(PUBLICADO NA REVISTA DA FBN)
A edição de diversas obras de autores afrodescendentes, que fazem parte do acervo da Fundação Biblioteca Nacional (FBN), é apenas uma de uma série de ações que serão implementadas a partir de um acordo firmado ontem entre a FBN e a Secretaria de Políticas de Promoção da Igualdade Racial (Seppir) do governo federal. O convênio foi assinado num momento marcante para o movimento negro brasileiro: o lançamento de uma antologia crítica que reúne autores afrodescendentes desde o século XVIII.
A proposta de cooperação entre a BN e a Seppir prevê ainda a implantação, em comunidades quilombolas, de cinco Pontos de Leitura chamados “Ancestralidade Africana no Brasil”. A ideia é que este seja o início de uma rede literária de valorização e resgate da memória dos moradores de comunidades tradicionais. A FBN vai doar cinco acervos temáticos aos pontos de leitura, compondo mais de 600 obras para cada povoado contemplado.
Os dois órgãos vão ainda lançar editais para estudos e pesquisas sobre homens e mulheres negros brasileiros. Dessa forma, as iniciativas pretendem – juntamente com a edição de obras de escritores negros – divulgar a longa produção de autores afrobrasileiros, que contarão ainda com mostras e envio de livros para bibliotecas e demais ações de incentivo à leitura. As iniciativas fazem parte da campanha “Igualdade racial é pra valer”, lançada pela Seppir para marcar o Ano Internacional dos Afrodescendentes, instituído pelas Nações Unidas.
Novas estratégias contra o racismo
“Há tempos trabalhamos para firmar esse acordo, e estamos ansiosos para pôr muitos planos em prática. Os pontos de leitura em comunidades quilombolas, por exemplo, é uma iniciativa inédita, que deve ser estendida e poderá propiciar a troca de informações entre os descendentes e a preservação da tradição desses brasileiros”, disse Elisa Machado, coordenadora geral do Sistema Nacional de Bibliotecas Públicas da Fundação Biblioteca Nacional.
Anhamona Brito, secretária de Políticas de Ações Afirmativas da Seppir, destacou que tais iniciativas fazem parte de novas estratégias para combater o preconceito.
“A atenção política da BN foi de primeira hora. Juntos, estamos pensando em novos caminhos de enfrentamento ao racismo. A produção intelectual de negros e negras precisa ter visibilidade, com o fortalecimento de nossa autoestima. Se, em 2012, conseguirmos que essa produção chegue aos mais variados espaços, teremos saído muito vitoriosos”, comentou Anhamona.

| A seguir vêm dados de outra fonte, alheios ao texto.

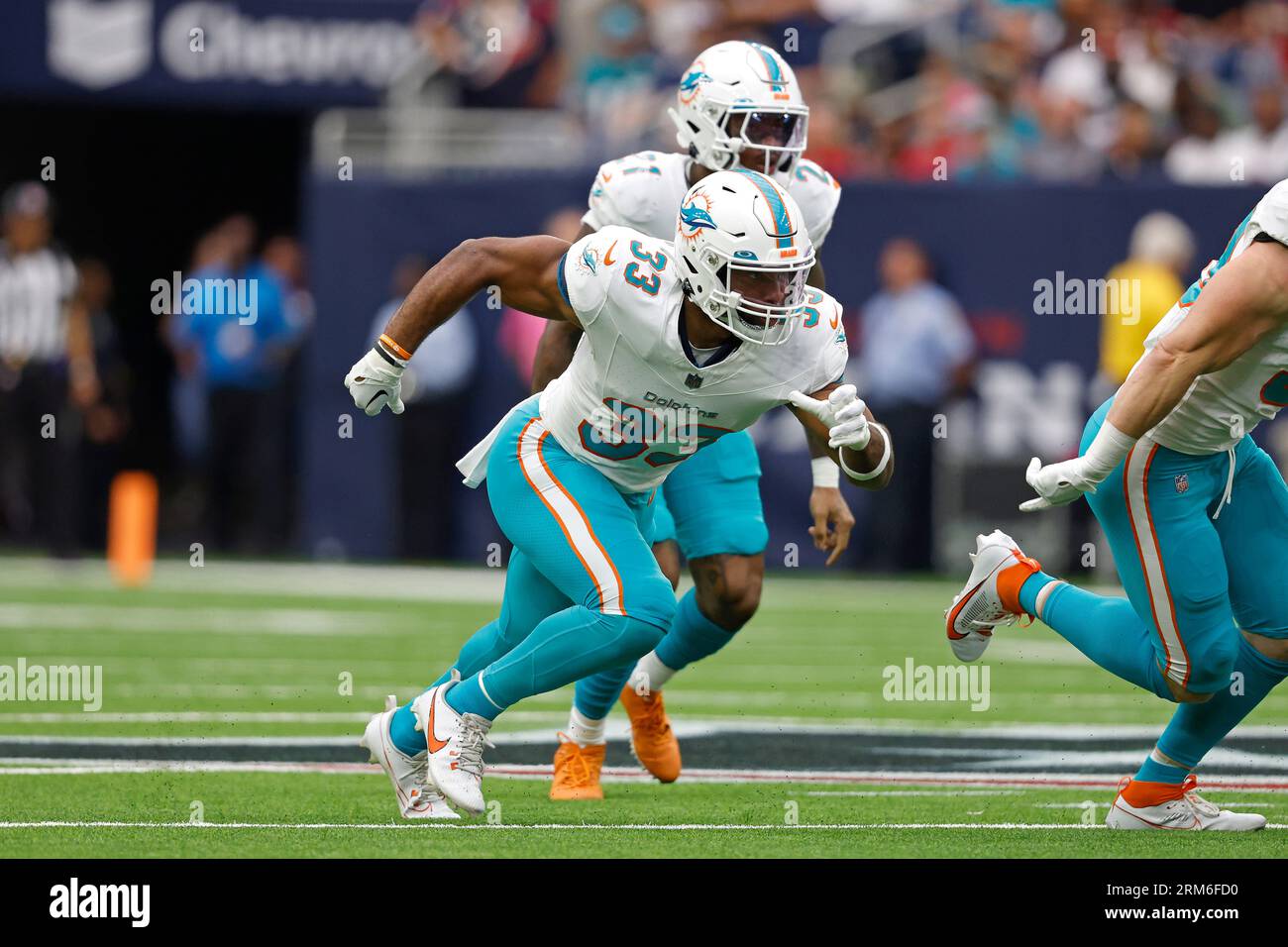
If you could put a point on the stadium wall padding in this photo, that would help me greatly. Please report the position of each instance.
(988, 244)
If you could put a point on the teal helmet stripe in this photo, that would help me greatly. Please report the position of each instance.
(774, 198)
(776, 73)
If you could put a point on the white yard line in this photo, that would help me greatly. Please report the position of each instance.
(617, 729)
(562, 826)
(47, 766)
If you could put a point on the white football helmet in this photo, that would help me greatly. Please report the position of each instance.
(741, 95)
(745, 254)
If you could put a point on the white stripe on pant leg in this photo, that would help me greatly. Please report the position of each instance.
(1151, 558)
(567, 513)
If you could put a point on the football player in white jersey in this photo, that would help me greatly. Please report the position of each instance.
(737, 106)
(572, 474)
(1197, 517)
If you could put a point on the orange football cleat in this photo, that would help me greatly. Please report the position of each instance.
(652, 738)
(578, 771)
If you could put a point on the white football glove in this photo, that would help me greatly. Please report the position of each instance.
(1057, 484)
(376, 381)
(842, 412)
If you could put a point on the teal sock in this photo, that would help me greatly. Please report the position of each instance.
(692, 635)
(471, 697)
(483, 647)
(1153, 771)
(1104, 629)
(567, 646)
(596, 694)
(1196, 728)
(403, 733)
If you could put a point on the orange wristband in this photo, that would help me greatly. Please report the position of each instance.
(395, 348)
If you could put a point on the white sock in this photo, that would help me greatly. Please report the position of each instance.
(583, 731)
(649, 676)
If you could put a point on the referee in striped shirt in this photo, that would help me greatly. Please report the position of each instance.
(47, 373)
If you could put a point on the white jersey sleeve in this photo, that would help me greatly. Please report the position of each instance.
(1270, 215)
(626, 193)
(835, 351)
(1222, 407)
(818, 195)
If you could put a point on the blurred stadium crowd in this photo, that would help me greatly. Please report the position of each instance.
(1004, 89)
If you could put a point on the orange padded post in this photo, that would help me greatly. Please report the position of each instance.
(132, 527)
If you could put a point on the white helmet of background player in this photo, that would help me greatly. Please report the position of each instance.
(741, 95)
(745, 254)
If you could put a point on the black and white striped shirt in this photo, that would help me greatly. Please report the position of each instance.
(35, 291)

Já a secretária de Comunidades Tradicionais da Seppir, Ivonete Carvalho, ressaltou o “momento histórico do Rio”.
“A presença negra aqui hoje é de uma riqueza imensa, por reunir grandes lideranças que há décadas combatem junto ao movimento negro. Estamos aqui unidos para tirar da invisibilidade grande parcela da população negra que produz, e muito, neste país. Muitas vezes o sistema neoliberal nos impõe uma cultura e nossas raízes acabam se extinguindo, mas iniciativas como essas ajudam a preservar nossa matriz nos quilombos e terreiros do Brasil”
A solenidade ontem na Biblioteca Nacional contou com a presença de mais de 20 autores que participaram do livro. Houve ainda uma homenagem póstuma ao ativista, professor, escritor e poeta Abdias Nascimento, autor de um dos textos da antologia “Literatura e afrodescendência no Brasil: antologia crítica”, organizada por Eduardo de Assis Duarte e Maria Nazareth Soares Fonseca.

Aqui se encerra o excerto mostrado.